One aspect of the war in Ukraine is often forgotten by Western analysts, says Juliet Samuel in The Sunday Telegraph: it is a conflict “with an overwhelmingly religious and cultural dimension”. Over the years, Vladimir Putin has become a leader “beloved by the Russian Orthodox Church”. He has cast the Ukrainian government as “a malignant tool of Satanic and degenerate Western forces”, with his attempted takeover of the country “the start of a great revival of the ancient Russian civilisation”.
Putin is rumoured to have been introduced to Christianity by Father Tikhon, an Orthodox priest described by one Russia expert as “a very conservative cleric with an imperial mindset”. In 2008 Tikhon released a documentary claiming that the Byzantine empire collapsed because it failed to stay true to the Orthodox faith. The film was a “runaway success”, and in 2013 “Putin himself took part in a state-produced follow-up”. In a 2021 essay, the Russian president wrote that Ukrainians have “called themselves Russians and Orthodox Christians” since “time immemorial”.
If there’s a philosophy Putin follows, it’s that of Russian thinker Ivan Ilyin. A conservative exiled in 1922 from communist Russia because of his opposition to the Bolsheviks, Ilyin saw in Mussolini and Hitler “models for the reinvention of a new Russian tsarism, in which a strong leader could abolish the individuality of his people and bind them into one spiritual, collective whole”. In 2005, Putin had Ilyin’s body dug up from its burial place in Switzerland and reinterred in Moscow.
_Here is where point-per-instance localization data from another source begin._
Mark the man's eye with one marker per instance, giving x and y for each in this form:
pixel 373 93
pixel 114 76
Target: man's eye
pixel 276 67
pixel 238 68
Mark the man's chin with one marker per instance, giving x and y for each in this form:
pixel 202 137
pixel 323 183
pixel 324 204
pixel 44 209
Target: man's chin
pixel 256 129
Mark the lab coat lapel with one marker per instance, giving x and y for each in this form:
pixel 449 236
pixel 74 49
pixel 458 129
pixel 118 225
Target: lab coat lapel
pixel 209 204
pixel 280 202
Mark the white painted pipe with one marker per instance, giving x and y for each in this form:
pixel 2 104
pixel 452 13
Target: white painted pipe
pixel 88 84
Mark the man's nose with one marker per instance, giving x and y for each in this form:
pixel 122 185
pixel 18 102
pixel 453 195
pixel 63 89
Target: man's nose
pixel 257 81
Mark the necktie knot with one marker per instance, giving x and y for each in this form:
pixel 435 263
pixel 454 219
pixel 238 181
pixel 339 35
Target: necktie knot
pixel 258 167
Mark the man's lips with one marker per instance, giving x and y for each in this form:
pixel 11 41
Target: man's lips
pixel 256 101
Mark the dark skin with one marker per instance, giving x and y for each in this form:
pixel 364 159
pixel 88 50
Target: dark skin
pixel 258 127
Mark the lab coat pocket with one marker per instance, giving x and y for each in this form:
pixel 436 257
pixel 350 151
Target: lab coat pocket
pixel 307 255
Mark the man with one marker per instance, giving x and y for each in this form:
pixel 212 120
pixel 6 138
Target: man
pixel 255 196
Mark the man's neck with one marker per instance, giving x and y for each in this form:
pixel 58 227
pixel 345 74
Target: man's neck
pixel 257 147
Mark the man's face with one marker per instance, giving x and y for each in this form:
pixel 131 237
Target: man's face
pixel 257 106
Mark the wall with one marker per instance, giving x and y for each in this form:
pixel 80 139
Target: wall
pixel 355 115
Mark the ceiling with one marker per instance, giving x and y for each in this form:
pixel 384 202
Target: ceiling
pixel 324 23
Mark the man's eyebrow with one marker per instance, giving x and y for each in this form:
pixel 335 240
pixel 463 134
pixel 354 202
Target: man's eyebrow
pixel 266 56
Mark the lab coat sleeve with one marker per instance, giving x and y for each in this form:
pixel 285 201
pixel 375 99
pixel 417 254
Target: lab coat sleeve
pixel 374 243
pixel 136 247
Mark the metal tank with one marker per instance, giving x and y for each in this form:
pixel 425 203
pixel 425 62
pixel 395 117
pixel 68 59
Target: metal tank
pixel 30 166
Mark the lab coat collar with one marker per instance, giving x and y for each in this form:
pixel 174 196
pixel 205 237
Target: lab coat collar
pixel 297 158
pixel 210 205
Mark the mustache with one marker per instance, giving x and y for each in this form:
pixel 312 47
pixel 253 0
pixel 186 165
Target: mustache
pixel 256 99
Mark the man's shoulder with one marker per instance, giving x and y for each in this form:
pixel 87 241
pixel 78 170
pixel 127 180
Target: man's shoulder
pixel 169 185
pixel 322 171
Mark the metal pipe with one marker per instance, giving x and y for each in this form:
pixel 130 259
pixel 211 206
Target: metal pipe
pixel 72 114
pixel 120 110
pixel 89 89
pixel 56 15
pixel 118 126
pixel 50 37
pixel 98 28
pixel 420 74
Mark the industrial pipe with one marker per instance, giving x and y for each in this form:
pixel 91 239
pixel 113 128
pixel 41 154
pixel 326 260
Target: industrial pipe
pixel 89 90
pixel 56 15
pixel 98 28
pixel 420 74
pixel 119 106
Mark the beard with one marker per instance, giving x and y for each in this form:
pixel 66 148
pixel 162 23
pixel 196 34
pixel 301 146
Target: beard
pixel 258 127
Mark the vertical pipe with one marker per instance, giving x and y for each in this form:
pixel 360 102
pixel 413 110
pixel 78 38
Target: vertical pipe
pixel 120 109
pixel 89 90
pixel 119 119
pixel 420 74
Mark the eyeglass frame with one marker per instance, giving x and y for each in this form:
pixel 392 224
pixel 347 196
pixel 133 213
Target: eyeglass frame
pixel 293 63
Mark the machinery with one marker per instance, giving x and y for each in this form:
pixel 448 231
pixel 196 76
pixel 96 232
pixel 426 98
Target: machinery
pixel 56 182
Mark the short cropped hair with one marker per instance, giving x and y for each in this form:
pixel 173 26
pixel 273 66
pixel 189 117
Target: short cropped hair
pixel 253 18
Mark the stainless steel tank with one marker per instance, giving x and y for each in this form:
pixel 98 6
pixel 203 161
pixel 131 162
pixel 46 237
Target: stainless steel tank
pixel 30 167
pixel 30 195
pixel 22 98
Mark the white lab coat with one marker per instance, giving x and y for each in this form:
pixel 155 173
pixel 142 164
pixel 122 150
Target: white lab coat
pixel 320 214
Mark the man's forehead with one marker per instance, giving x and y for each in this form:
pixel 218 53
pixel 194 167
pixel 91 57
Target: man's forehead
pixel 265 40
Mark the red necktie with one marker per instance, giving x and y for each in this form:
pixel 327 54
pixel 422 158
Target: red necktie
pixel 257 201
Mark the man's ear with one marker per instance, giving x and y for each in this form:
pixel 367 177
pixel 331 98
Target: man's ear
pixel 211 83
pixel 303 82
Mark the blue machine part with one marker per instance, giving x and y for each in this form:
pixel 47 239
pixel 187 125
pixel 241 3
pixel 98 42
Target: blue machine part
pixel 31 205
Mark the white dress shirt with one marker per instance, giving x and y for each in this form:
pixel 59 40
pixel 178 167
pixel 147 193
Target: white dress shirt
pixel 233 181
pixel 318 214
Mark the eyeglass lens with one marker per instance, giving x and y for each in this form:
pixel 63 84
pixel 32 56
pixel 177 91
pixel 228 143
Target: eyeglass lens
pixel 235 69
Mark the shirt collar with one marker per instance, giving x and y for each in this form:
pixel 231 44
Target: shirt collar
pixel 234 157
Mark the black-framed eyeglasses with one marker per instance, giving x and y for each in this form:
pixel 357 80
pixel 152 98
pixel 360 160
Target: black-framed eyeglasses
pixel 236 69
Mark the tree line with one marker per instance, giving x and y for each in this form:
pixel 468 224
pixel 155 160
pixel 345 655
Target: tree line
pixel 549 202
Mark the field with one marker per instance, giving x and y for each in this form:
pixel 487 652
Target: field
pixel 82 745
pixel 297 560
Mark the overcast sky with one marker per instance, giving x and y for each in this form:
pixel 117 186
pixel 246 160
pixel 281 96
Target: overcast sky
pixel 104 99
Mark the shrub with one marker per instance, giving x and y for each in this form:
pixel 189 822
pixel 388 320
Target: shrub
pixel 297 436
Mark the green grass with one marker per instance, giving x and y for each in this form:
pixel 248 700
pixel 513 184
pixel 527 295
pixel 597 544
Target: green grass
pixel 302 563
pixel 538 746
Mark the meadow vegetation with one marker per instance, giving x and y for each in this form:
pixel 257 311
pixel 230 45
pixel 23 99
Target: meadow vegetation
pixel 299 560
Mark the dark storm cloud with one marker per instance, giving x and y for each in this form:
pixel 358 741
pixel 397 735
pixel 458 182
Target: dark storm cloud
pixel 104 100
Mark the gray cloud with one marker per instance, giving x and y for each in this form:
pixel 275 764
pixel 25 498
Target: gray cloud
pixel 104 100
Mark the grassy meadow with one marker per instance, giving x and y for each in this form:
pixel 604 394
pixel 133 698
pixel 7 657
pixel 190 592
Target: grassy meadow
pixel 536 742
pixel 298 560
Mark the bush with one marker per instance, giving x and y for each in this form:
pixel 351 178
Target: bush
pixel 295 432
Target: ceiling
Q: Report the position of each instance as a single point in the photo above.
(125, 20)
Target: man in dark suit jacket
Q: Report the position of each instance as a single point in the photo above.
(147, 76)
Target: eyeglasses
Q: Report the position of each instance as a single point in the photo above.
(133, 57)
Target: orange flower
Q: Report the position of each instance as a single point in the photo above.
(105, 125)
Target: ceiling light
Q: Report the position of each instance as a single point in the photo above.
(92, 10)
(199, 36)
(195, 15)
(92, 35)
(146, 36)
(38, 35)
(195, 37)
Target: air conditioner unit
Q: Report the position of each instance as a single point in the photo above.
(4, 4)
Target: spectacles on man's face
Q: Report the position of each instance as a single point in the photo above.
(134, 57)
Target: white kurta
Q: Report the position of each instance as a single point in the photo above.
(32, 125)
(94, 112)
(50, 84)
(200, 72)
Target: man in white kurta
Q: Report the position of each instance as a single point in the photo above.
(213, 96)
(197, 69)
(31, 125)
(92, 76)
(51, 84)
Ahead of his invasion of Crimea in 2014, he reportedly had a copy of Ilyin’s writing sent to senior Russian officials and regional governors.
Unfortunately, Putin “appears to have spent too much time drinking his own Kool-Aid”. He has convinced himself that Russians and Ukrainians really are bound together by ancient religious and cultural ties – and that if he could retake Ukraine, “the lost Russians of Kyiv would soon come flocking back to the bosom of the motherland”. It hasn’t worked out like that.